С одной стороны — мир реалистически-позитивистский: главный гинеколог СССР, спасший множество жизней, подвергая себя риску репрессий, борется за легализацию абортов, потому что от подпольных операций умирают тысячи женщин. Он гениальный врач, почти вершитель судеб, и такой «прометеизм» неизбежно должен быть чем-то оплачен. Казус предопределен. И отражен в структуре текста: стоящий на китах науки мир заставляет потесниться иллюзорная реальность теряющей память жены Кукоцкого, не сумевшей простить мужу повсеместное детоубийство.
В спектакле эта фантастическая среда преобразуется в загробное пространство — некий перевалочный пункт на дороге, где стерта разница между партийным прихлебателем и умершей от аборта дворничихой. Из двери, как из пекла, вламываются на сцену объятые подкожным, внутриклеточным ужасом и оголтелой, страшной, агрессивной слепотой — не в глазах, а в самих телах — мертвые люди. Не сразу ясно, что образ двери, из которой пышет красный свет, связан не столько с печью, сколько с утробой, с принудительным попаданием в новый, очевидно злокозненный мир.
И ужас смерти зарифмован с ужасом рождения. Кукоцкий принимает роды.
И пытается достучаться до не узнающих его жены — в первой части — и дочери — во второй, пытается все начать сначала и воскрешает с помощью воспоминаний разные этапы жизни. У героя Евгения Санникова во всех возрастных ипостасях остается младенческое лицо, осененное в общем нехарактерной для умного, пожившего человека чистотой. Сохраняя эту доминанту, актер многократно меняется, организуя жизнь своего тела в соответствии с неумолимыми биологическими законами, так хорошо его персонажу известными. Он дает нам увидеть младенческое лицо сорокалетнего мужчины и младенческое лицо несломленного старика.

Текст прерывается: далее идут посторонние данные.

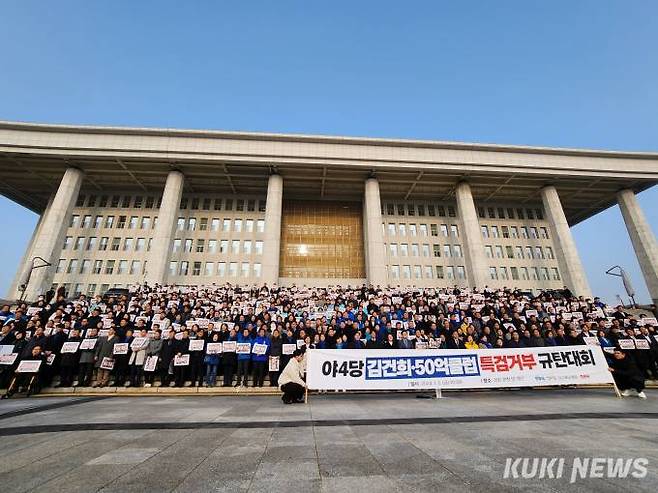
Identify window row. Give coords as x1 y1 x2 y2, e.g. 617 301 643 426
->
478 206 544 220
75 194 162 209
480 226 550 240
169 260 262 278
176 217 265 233
180 197 265 212
62 236 153 252
69 214 158 229
382 223 459 238
75 194 265 212
484 245 555 260
384 243 464 257
172 238 263 255
382 203 457 217
55 258 146 275
388 265 466 280
489 267 560 281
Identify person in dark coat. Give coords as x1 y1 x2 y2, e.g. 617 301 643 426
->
610 348 647 399
57 329 82 387
270 329 283 387
174 329 190 387
159 329 178 387
222 329 238 387
78 329 98 387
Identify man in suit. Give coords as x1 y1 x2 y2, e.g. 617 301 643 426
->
94 327 119 387
398 330 414 349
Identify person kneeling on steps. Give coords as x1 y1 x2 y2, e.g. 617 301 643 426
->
279 349 306 404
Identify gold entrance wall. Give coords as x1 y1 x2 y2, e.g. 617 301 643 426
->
279 200 365 278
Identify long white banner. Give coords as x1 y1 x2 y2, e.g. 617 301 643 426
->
306 346 613 390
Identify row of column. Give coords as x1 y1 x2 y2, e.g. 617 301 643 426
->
10 168 658 303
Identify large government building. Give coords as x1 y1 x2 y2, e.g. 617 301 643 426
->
0 122 658 301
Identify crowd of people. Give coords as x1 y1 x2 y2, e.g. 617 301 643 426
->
0 284 658 402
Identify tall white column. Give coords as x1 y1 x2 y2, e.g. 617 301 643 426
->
541 185 592 298
262 175 283 286
363 178 388 287
617 190 658 304
146 170 185 285
19 168 84 301
455 181 490 289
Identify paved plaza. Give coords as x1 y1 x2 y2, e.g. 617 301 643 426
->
0 389 658 493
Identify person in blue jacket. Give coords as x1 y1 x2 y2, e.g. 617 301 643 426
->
235 328 253 387
251 327 272 387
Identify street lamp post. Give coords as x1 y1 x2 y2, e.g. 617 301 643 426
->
18 257 52 303
605 265 637 308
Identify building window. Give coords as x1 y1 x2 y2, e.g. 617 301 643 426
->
130 260 141 275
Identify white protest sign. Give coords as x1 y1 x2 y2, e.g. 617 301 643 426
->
252 343 267 355
583 337 601 346
306 345 612 390
618 339 635 349
0 353 18 365
60 342 80 354
80 339 98 350
281 344 297 354
236 342 251 354
144 356 158 371
16 360 41 373
100 357 114 370
206 342 222 354
635 339 651 349
189 339 205 351
174 354 190 366
130 337 149 351
112 342 128 354
222 341 238 353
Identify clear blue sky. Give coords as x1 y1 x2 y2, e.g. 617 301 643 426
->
0 0 658 302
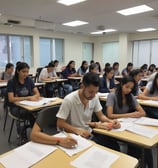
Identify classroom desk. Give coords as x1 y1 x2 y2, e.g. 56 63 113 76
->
68 76 82 80
15 98 63 111
93 126 158 168
0 144 138 168
44 78 68 83
0 82 45 88
137 99 158 108
0 82 7 88
99 96 158 108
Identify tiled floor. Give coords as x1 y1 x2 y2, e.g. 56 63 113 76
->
0 101 158 168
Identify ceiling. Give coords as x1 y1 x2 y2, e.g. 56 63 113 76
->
0 0 158 34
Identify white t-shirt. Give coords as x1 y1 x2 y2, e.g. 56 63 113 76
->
39 68 56 82
57 90 102 132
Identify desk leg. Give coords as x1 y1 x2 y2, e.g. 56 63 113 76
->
140 148 145 168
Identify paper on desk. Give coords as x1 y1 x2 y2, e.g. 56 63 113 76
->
19 97 57 106
0 142 57 168
55 132 92 156
135 117 158 126
97 92 109 97
111 122 133 132
126 124 158 138
71 146 119 168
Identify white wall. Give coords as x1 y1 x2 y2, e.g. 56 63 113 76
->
0 25 158 73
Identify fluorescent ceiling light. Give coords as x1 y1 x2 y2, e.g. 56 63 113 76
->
57 0 86 6
117 5 154 16
91 29 117 34
62 20 88 27
137 28 156 32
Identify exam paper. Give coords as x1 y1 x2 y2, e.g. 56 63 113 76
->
126 124 158 138
135 117 158 126
55 132 92 156
19 97 57 106
71 146 119 168
97 92 109 97
0 142 57 168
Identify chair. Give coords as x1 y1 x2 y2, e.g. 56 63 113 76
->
3 97 9 131
34 67 43 83
36 105 60 135
8 111 29 145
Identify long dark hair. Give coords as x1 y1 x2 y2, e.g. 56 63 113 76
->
66 60 75 69
129 69 142 96
116 76 134 111
103 67 113 78
13 62 30 84
149 73 158 94
81 60 88 72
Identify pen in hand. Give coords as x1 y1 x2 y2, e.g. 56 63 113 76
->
62 130 78 148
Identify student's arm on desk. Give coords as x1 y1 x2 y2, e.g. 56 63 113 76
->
8 87 40 103
137 88 158 101
30 123 77 148
57 118 92 138
107 104 146 119
89 111 120 130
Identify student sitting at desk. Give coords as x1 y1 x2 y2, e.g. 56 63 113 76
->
57 72 120 150
77 61 88 76
129 69 143 96
39 62 58 97
138 73 158 118
0 63 14 97
7 62 40 140
99 67 115 93
30 121 77 148
106 77 153 168
89 63 98 73
62 60 81 93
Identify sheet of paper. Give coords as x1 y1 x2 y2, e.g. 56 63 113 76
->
118 117 139 123
111 122 133 132
97 92 109 97
71 146 119 168
135 117 158 126
19 97 57 106
126 124 158 138
0 142 57 168
55 132 92 156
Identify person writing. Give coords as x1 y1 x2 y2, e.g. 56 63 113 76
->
7 62 40 140
57 72 120 148
106 76 153 168
30 119 77 148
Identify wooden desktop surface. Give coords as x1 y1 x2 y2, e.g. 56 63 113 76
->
0 144 138 168
99 96 158 108
15 98 63 111
93 126 158 148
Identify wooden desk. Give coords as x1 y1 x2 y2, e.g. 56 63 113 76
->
0 144 138 168
99 96 158 108
93 127 158 168
137 99 158 108
0 82 7 88
68 76 82 80
15 98 63 111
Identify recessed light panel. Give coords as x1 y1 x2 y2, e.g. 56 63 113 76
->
137 27 156 32
91 29 117 34
57 0 86 6
62 20 88 27
117 5 154 16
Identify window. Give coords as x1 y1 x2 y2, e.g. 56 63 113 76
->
82 43 94 62
0 35 33 68
40 38 64 66
103 42 119 64
133 40 158 67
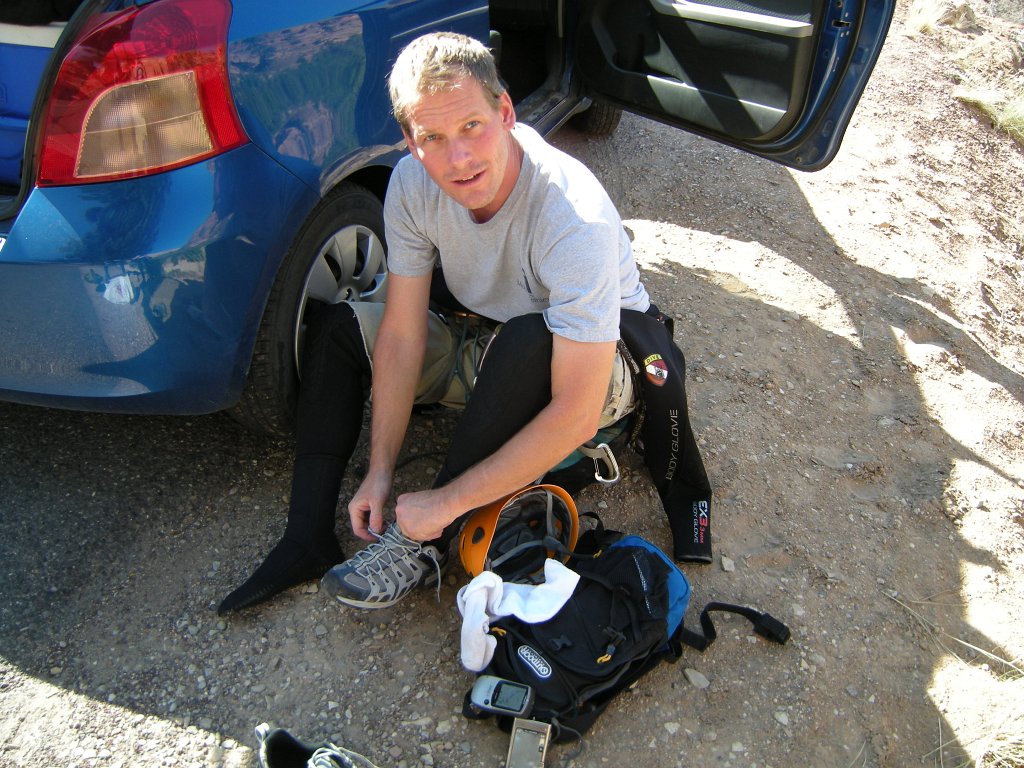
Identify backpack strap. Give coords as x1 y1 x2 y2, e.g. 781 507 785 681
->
673 602 790 651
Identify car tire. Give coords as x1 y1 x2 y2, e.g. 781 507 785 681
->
569 101 623 136
230 182 387 436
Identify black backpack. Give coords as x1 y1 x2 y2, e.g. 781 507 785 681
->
463 531 790 741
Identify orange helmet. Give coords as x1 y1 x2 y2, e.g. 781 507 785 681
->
459 485 580 583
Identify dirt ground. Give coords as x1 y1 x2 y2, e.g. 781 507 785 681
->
0 3 1024 768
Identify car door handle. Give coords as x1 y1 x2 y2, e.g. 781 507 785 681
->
650 0 814 37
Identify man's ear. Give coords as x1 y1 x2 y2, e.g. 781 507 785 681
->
498 91 515 130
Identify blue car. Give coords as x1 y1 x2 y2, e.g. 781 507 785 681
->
0 0 895 434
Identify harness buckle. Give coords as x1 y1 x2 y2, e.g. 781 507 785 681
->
580 442 622 485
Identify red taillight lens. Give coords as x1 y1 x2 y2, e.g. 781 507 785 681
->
36 0 248 186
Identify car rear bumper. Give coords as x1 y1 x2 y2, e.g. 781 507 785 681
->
0 144 316 414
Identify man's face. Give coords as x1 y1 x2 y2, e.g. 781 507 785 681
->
406 78 519 221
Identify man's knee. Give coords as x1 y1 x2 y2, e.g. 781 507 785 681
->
481 312 552 376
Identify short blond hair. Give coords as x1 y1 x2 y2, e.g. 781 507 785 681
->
387 32 505 132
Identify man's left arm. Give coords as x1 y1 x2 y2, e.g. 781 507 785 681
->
395 334 615 541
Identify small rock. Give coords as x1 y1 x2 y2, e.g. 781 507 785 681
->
683 667 711 690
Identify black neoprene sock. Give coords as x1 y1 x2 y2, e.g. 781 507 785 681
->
217 304 370 613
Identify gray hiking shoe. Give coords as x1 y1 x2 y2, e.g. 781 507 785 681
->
321 523 450 608
306 744 377 768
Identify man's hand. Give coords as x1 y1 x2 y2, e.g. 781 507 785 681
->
348 473 391 542
394 488 454 542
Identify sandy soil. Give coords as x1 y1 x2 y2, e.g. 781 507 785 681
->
0 3 1024 768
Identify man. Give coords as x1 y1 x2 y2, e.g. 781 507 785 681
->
220 33 710 612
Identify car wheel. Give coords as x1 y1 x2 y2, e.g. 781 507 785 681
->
569 101 623 136
231 182 387 436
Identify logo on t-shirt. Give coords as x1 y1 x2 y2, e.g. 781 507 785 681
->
519 269 534 296
643 354 669 387
516 269 544 304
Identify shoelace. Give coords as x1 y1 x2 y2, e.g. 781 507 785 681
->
306 744 385 768
352 522 441 602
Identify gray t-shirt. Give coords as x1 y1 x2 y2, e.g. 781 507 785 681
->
384 124 650 342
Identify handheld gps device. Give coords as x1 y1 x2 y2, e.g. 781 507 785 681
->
469 675 534 717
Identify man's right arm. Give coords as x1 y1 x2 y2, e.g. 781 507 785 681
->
348 273 431 541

Проводник и «опекун» безумных страждущих — лучший друг Кукоцкого генетик Илья Гольдберг. Виктор Бугаков в зонах реальности создает образ бесподобного ископаемого, какого-то журавля-идеалиста, слуги и искателя Истины, распираемого от праведного гнева на погрязший в компромиссах мир. В зоне посмертной он угомонен. Въедливый, вызывающий огонь в глазах притушен — в них сквозит соучастие, знание, чувство долга и легкое снисхождение к бывшему некогда столь сильным другу, который так суетится там, где суетиться уже не след.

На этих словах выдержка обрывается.